Dans un clair cabinet de travail, entouré de jeunes militants socialistes, M. Marceau Pivert, membre de la C.A.P. du parti socialiste, m’expose, avec cet art professoral qui lui est propre, son point de vue et celui  de ses amis :

« Je suis socialiste, syndicaliste, laïque et, par conséquent, les problèmes spirituels  ne sont considérés par moi que sous l’angle  matérialiste, comme des épiphénomènes.

Vous prenez donc à leur égard une attitude de simple expectative ?

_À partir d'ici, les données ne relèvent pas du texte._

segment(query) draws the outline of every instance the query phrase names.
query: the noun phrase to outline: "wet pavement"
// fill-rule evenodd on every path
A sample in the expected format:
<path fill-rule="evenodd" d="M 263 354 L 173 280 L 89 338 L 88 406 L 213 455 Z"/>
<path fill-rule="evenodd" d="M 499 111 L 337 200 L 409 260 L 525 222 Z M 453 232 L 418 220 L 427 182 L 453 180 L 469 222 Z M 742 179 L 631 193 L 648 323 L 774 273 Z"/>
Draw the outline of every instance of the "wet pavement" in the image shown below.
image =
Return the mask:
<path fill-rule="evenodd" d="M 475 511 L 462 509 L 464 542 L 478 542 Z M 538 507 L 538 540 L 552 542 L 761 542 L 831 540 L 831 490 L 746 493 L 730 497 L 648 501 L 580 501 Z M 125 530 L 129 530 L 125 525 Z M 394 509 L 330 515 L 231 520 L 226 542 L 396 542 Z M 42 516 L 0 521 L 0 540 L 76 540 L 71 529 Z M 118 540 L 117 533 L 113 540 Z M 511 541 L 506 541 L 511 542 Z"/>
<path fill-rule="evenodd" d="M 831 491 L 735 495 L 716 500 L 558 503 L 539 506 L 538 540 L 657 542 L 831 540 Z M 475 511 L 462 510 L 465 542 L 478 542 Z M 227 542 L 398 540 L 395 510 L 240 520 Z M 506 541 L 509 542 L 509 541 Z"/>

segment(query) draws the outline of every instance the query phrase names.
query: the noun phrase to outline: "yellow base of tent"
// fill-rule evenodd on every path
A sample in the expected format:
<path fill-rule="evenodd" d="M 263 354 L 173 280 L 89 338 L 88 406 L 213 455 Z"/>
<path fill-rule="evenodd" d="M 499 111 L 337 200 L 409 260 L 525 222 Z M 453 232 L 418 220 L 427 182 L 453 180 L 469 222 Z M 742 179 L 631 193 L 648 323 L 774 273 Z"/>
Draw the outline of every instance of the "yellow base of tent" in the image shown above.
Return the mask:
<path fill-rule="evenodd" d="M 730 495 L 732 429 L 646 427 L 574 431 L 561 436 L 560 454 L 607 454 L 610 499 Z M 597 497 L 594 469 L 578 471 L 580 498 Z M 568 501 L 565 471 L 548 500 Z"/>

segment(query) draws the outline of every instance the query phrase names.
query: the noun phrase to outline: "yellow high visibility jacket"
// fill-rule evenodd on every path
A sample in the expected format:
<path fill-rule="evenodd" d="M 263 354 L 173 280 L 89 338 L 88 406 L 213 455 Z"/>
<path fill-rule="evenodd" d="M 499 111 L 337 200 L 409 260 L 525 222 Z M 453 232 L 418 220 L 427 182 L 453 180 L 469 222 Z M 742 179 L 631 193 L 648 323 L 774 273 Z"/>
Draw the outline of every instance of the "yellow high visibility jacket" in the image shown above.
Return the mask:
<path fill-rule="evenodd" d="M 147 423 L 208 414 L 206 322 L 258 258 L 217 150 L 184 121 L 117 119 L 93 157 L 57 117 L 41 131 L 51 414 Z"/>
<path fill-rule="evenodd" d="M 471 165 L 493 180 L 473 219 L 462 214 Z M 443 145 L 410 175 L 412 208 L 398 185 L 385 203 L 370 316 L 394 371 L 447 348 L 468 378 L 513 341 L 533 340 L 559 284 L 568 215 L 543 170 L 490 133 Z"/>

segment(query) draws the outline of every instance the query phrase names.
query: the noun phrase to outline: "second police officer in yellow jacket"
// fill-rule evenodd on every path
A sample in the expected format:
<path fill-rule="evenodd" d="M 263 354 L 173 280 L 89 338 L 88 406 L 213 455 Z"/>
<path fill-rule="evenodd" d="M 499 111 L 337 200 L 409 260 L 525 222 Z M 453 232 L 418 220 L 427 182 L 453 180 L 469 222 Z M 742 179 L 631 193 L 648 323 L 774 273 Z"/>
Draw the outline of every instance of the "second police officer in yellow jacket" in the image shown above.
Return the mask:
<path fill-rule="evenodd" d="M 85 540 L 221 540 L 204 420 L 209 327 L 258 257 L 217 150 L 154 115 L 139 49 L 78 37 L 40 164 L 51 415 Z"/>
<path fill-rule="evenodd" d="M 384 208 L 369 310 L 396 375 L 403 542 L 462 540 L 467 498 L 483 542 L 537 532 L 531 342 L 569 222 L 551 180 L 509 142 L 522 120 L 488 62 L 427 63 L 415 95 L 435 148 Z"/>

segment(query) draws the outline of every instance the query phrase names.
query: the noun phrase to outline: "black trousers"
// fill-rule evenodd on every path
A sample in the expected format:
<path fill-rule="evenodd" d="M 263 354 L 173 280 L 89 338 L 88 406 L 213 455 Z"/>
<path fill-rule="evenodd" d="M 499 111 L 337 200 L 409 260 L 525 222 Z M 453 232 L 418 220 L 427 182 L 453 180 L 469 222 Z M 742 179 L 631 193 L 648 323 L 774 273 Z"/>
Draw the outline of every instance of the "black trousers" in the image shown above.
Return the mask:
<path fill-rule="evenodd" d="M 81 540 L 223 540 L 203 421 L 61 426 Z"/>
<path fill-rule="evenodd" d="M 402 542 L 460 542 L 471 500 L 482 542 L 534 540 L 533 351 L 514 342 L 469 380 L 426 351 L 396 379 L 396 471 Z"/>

  —Pas du tout ! Nous sommes aussi des acteurs dans le monde actuel. Nous prenons position en face de tous les problèmes :  Quand nous travaillons au renversement de l’ordre économique actuel, nous touchons à un certain nombre de valeurs spirituelles qui ont pu être considérées comme permanentes et définitives et qui sont en réalité  toute relatives à une étape du progrès de  la civilisation.

Mais vous proposez-vous de combattre  effectivement les diverses croyances ?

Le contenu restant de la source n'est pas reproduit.